Lieberman and other opponents of genuine reform suggest that public health care is anti-market and anti-choice, a form of state-run tyranny, and that adopting any sort of "public option" would be like adopting, say, the Soviet model. No matter that universal public health care works extremely well here in Canada, as well as in every other advanced liberal democracy, from Norway to New Zealand. And I agree, the American system works well -- if you have money, if you have the access that comes from privilege. (I used to live in the U.S., and was privileged to have access to excellent health care. So I know.) But the millions of uninsured, and inadequately insured, not to mention the millions and millions who have to haggle with their HMOs and who have no choice but to accept what those HMOs tell them to do, who have no choice but HMO-approved care, need more than more of the same, more than more of the market, more than having to go to the market in hopes of finding the coverage and treatment they need. Rather, what they need is precisely the sort of public system we have in Canada, a system that guarantees coverage, and that guarantees care, for everyone regardless of money or privilege.
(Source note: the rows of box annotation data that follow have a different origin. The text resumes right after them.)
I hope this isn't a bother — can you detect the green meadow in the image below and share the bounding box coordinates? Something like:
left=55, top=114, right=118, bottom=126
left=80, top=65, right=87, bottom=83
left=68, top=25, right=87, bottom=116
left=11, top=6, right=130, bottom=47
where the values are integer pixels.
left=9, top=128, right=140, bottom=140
But back to Lieberman. As Steve Benen puts it: "First, reforming American healthcare without a public option is to do reform the wrong way. Second, Lieberman is just wrong about there being 'plenty of competition in the private insurance market.' Third, these comments yet another reminder that Lieberman is not with Democrats on 'everything but foreign policy.'"

And then there was this doozy from Lieberman: "Let's get something done instead of having a debate." What the hell does that mean? (It's easily one of the stupidest lines of the year so far.) As Steve asks, "[w]hat's wrong with having a debate and getting something done?" Nothing. Unless you're Joe Lieberman, who doesn't really want to get anything done in terms of genuine reform and who therefore doesn't want to have a meaningful debate about anything.

Yes, it's more of the same from Joe Lieberman, non-Democrat, wrong on health care and an obstacle to reform. What else is new?